Rumus untuk menghitung tegangan

ESP32-55_any-voltrage-formula

Penjelasan Perangkat Keras

Komponen utama untuk proyek ini termasuk mikrokontroler ESP32, dua resistor yang membentuk pembagi tegangan, dan sumber daya yang ingin Anda ukur. ESP32 dilengkapi dengan kemampuan Wi-Fi dan Bluetooth bawaan, menjadikannya pilihan serbaguna untuk proyek IoT. Pembagi tegangan, yang terdiri dari dua resistor, memungkinkan kita untuk menurunkan tegangan ke level aman yang dapat diproses oleh ESP32.
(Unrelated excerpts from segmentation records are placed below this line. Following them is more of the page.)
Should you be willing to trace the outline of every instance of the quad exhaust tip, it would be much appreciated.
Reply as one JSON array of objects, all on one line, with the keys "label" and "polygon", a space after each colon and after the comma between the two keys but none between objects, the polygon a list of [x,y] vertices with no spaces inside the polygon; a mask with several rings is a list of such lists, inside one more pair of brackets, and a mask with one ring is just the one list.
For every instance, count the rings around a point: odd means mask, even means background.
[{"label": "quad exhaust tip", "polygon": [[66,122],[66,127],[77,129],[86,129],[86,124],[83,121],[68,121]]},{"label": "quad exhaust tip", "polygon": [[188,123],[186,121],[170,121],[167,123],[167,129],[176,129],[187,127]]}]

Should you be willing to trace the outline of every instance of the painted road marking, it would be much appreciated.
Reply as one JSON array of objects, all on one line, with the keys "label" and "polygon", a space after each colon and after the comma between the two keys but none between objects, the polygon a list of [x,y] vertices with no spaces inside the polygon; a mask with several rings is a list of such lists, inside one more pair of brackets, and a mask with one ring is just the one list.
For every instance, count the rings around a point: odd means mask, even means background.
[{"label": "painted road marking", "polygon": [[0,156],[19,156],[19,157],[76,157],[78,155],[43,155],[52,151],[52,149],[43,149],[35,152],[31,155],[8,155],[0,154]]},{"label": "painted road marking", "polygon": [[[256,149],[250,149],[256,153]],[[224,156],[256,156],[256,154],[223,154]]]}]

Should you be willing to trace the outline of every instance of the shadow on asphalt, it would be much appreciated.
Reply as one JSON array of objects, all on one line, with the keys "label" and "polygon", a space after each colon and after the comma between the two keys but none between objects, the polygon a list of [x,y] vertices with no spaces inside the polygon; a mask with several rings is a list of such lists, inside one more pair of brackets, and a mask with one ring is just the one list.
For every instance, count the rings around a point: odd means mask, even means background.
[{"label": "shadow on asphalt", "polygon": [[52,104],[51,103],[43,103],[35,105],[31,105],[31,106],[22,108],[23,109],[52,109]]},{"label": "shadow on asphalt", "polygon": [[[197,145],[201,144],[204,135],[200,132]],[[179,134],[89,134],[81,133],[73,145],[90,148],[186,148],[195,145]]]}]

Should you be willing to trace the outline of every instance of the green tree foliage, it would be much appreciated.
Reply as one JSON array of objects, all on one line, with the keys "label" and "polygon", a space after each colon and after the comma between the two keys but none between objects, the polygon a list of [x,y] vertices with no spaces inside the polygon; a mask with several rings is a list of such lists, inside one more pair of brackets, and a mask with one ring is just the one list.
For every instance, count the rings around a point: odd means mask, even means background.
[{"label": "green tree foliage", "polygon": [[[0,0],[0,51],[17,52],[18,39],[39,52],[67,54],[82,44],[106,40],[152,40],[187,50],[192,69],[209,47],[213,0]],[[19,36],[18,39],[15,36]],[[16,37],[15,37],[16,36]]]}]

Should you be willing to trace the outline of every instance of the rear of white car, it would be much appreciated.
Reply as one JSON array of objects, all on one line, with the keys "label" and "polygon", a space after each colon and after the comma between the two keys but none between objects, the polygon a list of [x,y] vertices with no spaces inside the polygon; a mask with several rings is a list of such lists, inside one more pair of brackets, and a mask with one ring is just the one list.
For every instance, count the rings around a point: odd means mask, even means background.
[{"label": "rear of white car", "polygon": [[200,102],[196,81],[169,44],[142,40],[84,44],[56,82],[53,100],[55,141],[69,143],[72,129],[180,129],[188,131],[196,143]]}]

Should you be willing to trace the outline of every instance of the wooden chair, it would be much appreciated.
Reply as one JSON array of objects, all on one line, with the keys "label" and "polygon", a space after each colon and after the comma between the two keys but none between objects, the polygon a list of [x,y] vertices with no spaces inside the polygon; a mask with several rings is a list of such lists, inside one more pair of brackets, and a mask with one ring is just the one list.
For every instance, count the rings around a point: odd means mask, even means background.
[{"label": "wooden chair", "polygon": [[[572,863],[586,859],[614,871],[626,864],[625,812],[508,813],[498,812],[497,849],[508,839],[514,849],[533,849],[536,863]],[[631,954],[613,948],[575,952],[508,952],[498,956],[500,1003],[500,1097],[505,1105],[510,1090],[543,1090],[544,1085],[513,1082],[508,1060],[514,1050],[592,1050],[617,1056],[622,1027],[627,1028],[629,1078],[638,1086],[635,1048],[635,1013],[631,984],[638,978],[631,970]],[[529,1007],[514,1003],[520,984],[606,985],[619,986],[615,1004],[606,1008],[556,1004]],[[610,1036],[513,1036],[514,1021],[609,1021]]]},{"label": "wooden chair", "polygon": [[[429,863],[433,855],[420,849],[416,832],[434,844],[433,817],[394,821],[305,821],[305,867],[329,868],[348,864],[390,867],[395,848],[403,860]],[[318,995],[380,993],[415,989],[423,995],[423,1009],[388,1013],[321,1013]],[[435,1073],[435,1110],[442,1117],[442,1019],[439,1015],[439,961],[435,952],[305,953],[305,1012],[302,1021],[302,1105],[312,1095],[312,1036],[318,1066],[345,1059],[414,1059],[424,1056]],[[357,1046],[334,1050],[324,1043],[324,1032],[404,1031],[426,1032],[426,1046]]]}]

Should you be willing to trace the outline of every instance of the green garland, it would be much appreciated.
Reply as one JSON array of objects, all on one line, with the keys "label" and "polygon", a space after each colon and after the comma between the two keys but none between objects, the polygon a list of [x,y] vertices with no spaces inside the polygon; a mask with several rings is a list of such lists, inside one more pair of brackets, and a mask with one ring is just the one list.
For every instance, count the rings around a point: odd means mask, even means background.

Dalam pengaturan ini, satu resistor, R1, ditetapkan pada 10kΩ, sementara resistor kedua, R2, dapat bervariasi tergantung pada tegangan maksimum yang ingin Anda ukur. Tegangan di R1 adalah yang akan kita baca menggunakan pin input analog ESP32, memungkinkan kita untuk menghitung tegangan asli dari sumber daya.

 

  • Pastikan resistor memiliki toleransi 1% untuk pengukuran yang akurat.
  • Gunakan pembagi tegangan untuk mencegah melebihi rating tegangan input ESP32.
  • Pertahankan R1 pada 10kΩ dan sesuaikan R2 berdasarkan rentang tegangan.
  • Periksa koneksi untuk menghindari input mengambang yang dapat menyebabkan pembacaan tidak akurat.
  • Gunakan sumber daya yang stabil untuk pengukuran tegangan yang konsisten.

Instruksi Pengkabelan

Untuk mengkabel rangkaian, mulailah dengan menghubungkan salah satu ujung resistor R1 (10kΩ) ke sumber tegangan Anda, dan ujung lainnya ke pin GPIO 35 ESP32. Pin ini akan membaca tegangan di R1. Selanjutnya, hubungkan resistor R2 (yang bisa 100kΩ atau nilai lain tergantung kebutuhan Anda) antara titik sambungan R1 dan ground. Pastikan ground dari sumber daya juga terhubung ke ground ESP32.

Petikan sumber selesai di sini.